I will never go in one again. Even if it’s three in the morning and it’s raining and I just want to get home and it’s what the taxi driver happens to be driving. Because I’d rather sleep on a bench and catch flu.
Clarkson’s comments are a piece of silliness, but what of the stereotypes he employs in his denigration of the car? (Incidentally, the car was awarded four stars out of five by Honest John). Are there still European Catholics who have so many children that they are too distracted to be overly concerned about the speed at which their car might travel? Perhaps there are still Catholic families so large that they need an eight seater people carrier to accommodate their children, perhaps Jeremy Clarkson could find people who might fit his stereotype, though their defining characteristic is more likely to be that they are poor rather than that they are Catholic.
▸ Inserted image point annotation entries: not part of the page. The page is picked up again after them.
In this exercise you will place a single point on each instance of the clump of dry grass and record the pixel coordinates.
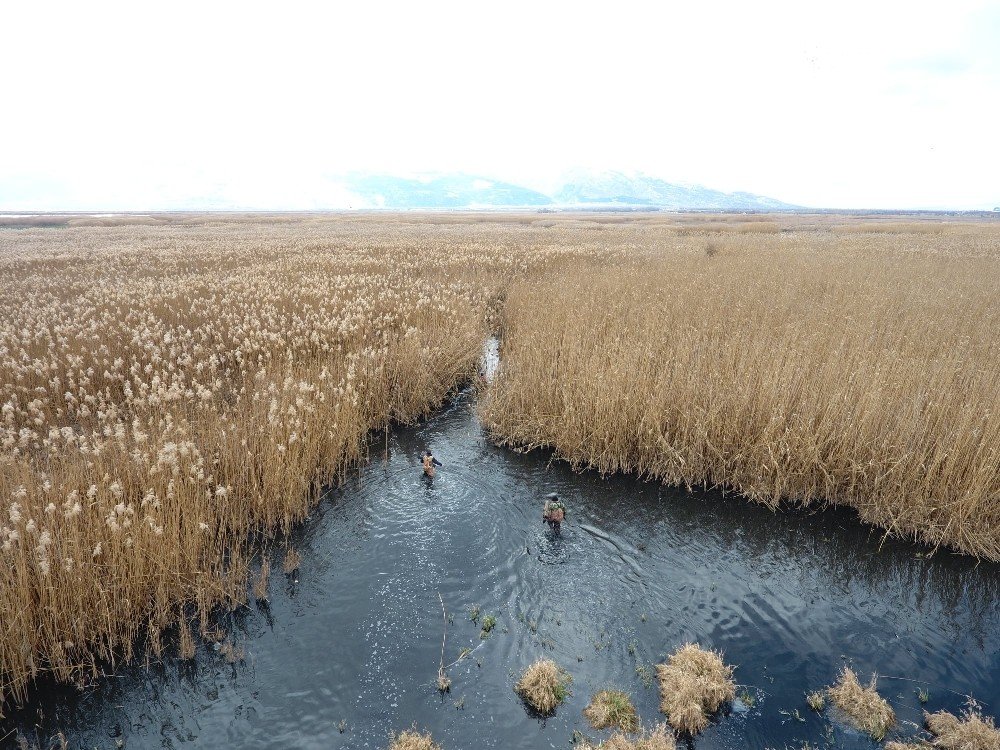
(612, 708)
(694, 682)
(658, 738)
(816, 700)
(862, 706)
(920, 745)
(543, 686)
(413, 740)
(186, 645)
(970, 731)
(292, 561)
(172, 397)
And what of the other stereotype, the African taxi driver? Anyone who has travelled in Africa will know how far wide of the mark is a comment that suggests African taxi drivers do not know every detail of their vehicle, not just their livelihoods, but their lives will depend on their own knowledge.
Watching African taxi drivers pull into filling stations and ask for a couple of litres of petrol because that is all they can afford is a humbling experience. Watching them hand over the equivalent of €2 in the local currency and drive off the forecourt in the hope of finding passengers to enable them to recoup their expenditure creates a feeling of guilt at the profligacy of our motoring in Europe. Most strikingly, watching the speed at which they drive on dangerous and unpredictable roads causes one to fear for both those in the car and those outside it.
The idea an African taxi driver would be indifferent to his vehicle is laughable. Travelling once from Burundi to Rwanda, I was met at the Rwandan border by a car sent by the church. A Ugandan man at the border asked if he might travel with us, it was raining heavily and there seemed no public transport available. The church driver was very cautious, a steady 50 km/h, it was not long before we were being overtaken by a succession of vehicles the size of the Hyundai eight seater, (except in Africa they have been fitted out with benches and will hold up to eighteen passengers). When we reached a town, the Ugandan man asked if he might get out of the car, we stopped and he ran across the road to get into a taxi. It moved off at speed, soon out of sight of our sedately moving vehicle.
If Jeremy Clarkson is right and Hyundai have built a car for African taxi drivers, then it will need to be very different from his description.